When I give feedback to teachers, I always love to say a few things that I really liked about the teaching/lesson before I suggest a few areas of improvement.

I have just returned from a three-day trip to Arua with my colleague, Beatrice, for a meeting with one of our partner organisations. So let me start with a few things that I liked about our time away: 

The positive parts: 

  • We travelled with public transport and reserved the front seat of the van. Win!
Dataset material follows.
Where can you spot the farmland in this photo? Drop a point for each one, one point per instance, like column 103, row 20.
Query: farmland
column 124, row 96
And… I got to wear a seatbelt! 
  • I had some great chats with my colleague. 
  • There was a jerrycan of water in my room to make up for no running water
  • My phone was fully charged when we had no power, so I had a flash light in our room. 
  • We had the foresight on the second night to order dinner and then ‘relax’ in our rooms so even when dinner took two and a half hours to cook, it didn’t bother us.
  • During the nine-hour meeting we had with our partner organisation I had a well-placed position and whilst I hoped it looked like I was taking down notes, I wrote ten emails, a reading assessment, a summary reading report, sample report card comments and had countless Whatsapp conversations. 
  • I bought a head-scarf for the return journey so my hair wouldn’t be in a knotted mess for only 2000 shillings (80c). I paid no attention to the design and when I got home Dan pointed out it was a marijuana leaf print. Oops!
  • I bought a jar of local honey for 6,000 shillings ($2.50). 
  • Spoiler alert (linked to a negative comment) I witnessed some pretty incredible creativity and ‘fix-it’ solutions to the road we were travelling on. 
  • The hotel/restaurant menu which was particularly humorous: I did pass on the ‘chicken bugger’ and the beef stroganoff made with goat. 
  • Being able to listen to six podcasts on a longer than anticipated journey.

What could have been better: 

  • The quality of the road construction which washed away along our journey. 
  • The solution to repairing the road that was washed away: let’s just dump dirt and rocks in that big empty hole and then we can drive across… and when it sinks a bit, just add more dirt. Repeat. 
  • The estimated five-hour journey which took nine and a half hours. 
  • The greeting I received at our gate in Gulu – a truck slipped and broke the entrance of our driveway/drainage area.